New York City has agreed to pay $2 million to avoid a potential wrongful death lawsuit from the family of a woman who died on the emergency room floor of a city run psychiatric hospital after waiting over 24 hours for medical attention.
The hospital waiting room death of Esmin Green, 49, on July 2, 2008, at Kings County Hospital Center, received national attention after a video surfaced of the Jamaican immigrant being stepped over by hospital staff as she lay dying.
New York City’s Health and Hospitals Corporation accepted full responsibility for her death, and the City and Green’s family say that the settlement will not affect criminal investigations currently underway.
Green, who suffered from depression, died from blood clots that moved from her legs to her lungs. In the video, Green can be seen kicking her legs in agony on the floor as staff ignore her. She was dead for an hour before a nurse came and checked her pulse.
A report released in February by the U.S. Department of Justice indicated that employees at King’s County Hospital Center (KCHC) falsified records to hide the psychiatric hospital’s negligence on several occasions, including Green’s emergency room death. It also found incidents of patient-on-patient violence that went unaddressed by staff, fire safety concerns, sanitation issues, inadequate medical care, and the disturbing use of a variety of medications solely for their effect as a sedative.
“Conditions at KCHC are particularly disturbing. Substantial patient harm occurs regularly due to KCHC’s failure to properly assess, diagnose, supervise, monitor, and treat its mental health patients,” the report states. “Conditions at KCHC are highly dangerous and require immediate attention.”

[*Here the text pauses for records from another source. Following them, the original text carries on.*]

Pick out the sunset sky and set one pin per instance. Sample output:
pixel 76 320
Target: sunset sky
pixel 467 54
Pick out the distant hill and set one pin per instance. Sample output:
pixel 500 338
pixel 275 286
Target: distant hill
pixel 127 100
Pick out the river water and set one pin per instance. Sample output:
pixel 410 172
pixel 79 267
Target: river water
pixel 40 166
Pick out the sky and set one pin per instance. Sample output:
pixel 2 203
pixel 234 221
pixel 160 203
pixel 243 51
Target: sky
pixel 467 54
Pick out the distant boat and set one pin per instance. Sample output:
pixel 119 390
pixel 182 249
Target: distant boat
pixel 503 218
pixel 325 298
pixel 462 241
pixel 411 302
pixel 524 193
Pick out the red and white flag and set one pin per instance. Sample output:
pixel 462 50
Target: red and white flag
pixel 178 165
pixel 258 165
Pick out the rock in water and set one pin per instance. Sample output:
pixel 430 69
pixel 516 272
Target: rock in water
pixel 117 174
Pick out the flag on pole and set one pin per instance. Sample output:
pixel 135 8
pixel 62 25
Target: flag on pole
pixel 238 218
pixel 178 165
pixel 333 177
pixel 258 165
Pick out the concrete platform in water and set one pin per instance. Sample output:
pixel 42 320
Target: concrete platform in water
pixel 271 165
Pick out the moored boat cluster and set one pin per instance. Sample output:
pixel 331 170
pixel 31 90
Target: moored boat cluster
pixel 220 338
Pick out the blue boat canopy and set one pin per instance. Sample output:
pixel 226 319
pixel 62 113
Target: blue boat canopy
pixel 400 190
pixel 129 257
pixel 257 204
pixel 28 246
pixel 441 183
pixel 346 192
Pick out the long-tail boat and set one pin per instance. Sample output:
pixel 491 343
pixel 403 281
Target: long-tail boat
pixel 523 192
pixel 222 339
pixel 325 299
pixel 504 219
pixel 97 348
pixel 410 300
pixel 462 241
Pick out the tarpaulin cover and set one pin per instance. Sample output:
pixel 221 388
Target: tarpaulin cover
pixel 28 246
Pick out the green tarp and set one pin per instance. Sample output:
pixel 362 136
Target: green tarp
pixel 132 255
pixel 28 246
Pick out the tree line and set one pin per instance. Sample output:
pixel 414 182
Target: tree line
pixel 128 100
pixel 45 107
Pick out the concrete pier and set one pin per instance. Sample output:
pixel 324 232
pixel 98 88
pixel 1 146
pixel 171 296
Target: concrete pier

The report noted other tragic incidents of hospital neglect and abuse at the psychiatric facility, including a 14-year old patient that was sexually assaulted by another 14-year old patient, and a six-patient melee that resulted in one of the patients requiring surgery.
The city has begun to make changes at the hospital, and has pledged to reform the facility. Since Green’s death, the city has hired more than 200 new doctors, nurses and other staff positions, has reduced crowding in the waiting room, and two of the hospital’s top administrators were replaced. However, even with the improvements, patients have an average eight-hour wait in the psychiatric emergency room, down from a 27-hour average wait at the time of Green’s death.